Traditionally, after all, dictators have tended to do the opposite. They keep the people who obey them, and kill off the people who defy them. From an authoritarian point of view, to kill off the former and keep the latter seems, at the very least, somewhat shortsighted. Stalin must be rolling in his grave. Imagine what he would say to this Globalist Elite, if he got wind of what they were up to.

“For pity’s sake, comrades. This is schoolboy stuff. The dissidents are the ones you’re supposed to eliminate, not the other way round. You can’t hope to run a dictatorship populated solely by people who never do what the authorities tell them. Tractor production figures would collapse overnight. And how are you going to hold a mass rally to celebrate your own glorious leadership, if everyone present is waving placards calling you a liar and saying they hate you? Sure, you could have them all shot. But then you wouldn’t have anyone left to rule over. Honestly. Tyrants these days simply haven’t got a clue.”

On reflection, it seems to me that there are two possible ways to analyse the “great global depopulation” theory.
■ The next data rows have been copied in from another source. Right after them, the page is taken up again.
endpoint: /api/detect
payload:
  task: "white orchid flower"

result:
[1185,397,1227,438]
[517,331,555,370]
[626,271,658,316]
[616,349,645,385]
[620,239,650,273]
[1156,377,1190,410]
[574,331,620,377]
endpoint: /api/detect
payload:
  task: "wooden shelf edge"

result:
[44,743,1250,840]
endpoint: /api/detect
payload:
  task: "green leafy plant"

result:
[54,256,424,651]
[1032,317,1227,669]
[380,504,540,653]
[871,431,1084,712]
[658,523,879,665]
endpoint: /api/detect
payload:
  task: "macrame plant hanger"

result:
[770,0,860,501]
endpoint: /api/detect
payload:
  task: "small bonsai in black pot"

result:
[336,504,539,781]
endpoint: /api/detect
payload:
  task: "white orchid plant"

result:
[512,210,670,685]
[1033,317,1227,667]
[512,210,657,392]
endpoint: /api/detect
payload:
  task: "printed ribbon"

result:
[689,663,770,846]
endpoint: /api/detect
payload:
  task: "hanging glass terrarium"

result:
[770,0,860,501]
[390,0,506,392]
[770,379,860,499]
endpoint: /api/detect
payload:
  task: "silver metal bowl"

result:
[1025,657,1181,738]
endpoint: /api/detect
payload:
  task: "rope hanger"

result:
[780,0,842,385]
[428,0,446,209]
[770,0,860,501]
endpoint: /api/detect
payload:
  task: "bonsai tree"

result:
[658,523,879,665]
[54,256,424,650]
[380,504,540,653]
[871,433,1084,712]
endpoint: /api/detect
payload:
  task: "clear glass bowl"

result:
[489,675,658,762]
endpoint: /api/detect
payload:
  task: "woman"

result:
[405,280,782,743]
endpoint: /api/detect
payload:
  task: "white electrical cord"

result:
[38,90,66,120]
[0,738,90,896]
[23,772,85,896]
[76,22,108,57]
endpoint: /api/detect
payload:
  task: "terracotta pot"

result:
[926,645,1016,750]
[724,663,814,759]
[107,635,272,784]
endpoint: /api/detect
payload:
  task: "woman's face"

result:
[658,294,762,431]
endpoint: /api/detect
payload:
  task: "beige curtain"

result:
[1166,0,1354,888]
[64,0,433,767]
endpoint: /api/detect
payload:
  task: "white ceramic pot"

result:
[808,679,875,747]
Either the shadowy cabal that runs the world hasn’t thought its secret plans through. Or the anti-vaccine activists have ever so slightly let their imaginations run away with them.

I wonder which it is.

No place like home

Still, not everyone necessarily hates the thought of living under a dictatorship. For one man, in fact, it appears to have an irresistible allure.

According to reports over the weekend, an unnamed man has defected from South Korea to North Korea. This news was startling enough. But then yesterday the plot thickened, when officials in Seoul said that, just a year earlier, the same man had defected from North Korea to South.

Why he should have chosen to make such a swift return north, it’s not easy to say. Of course, we are all prone to indecision. But most of us tend to be indecisive about, say, the colour we wish to paint the walls of our spare bedroom. When it comes to a choice between peaceful prosperity or violent tyranny, however, we tend to take a more consistent view.

At any rate, South Korean officials have apparently discounted the possibility that the man was a North Korean spy. Let’s hope they’re right, for his sake at least. After all, what would happen to him, when he reported back on conditions in the neighbouring country? He couldn’t very well tell Kim Jong-un that the hated capitalist South was vastly richer and happier than the noble socialist North. He’d be shot for treachery.

Imagine. Risking your life by sneaking across the world’s most heavily armed border not once, but twice – only to be executed as soon as you returned safely home.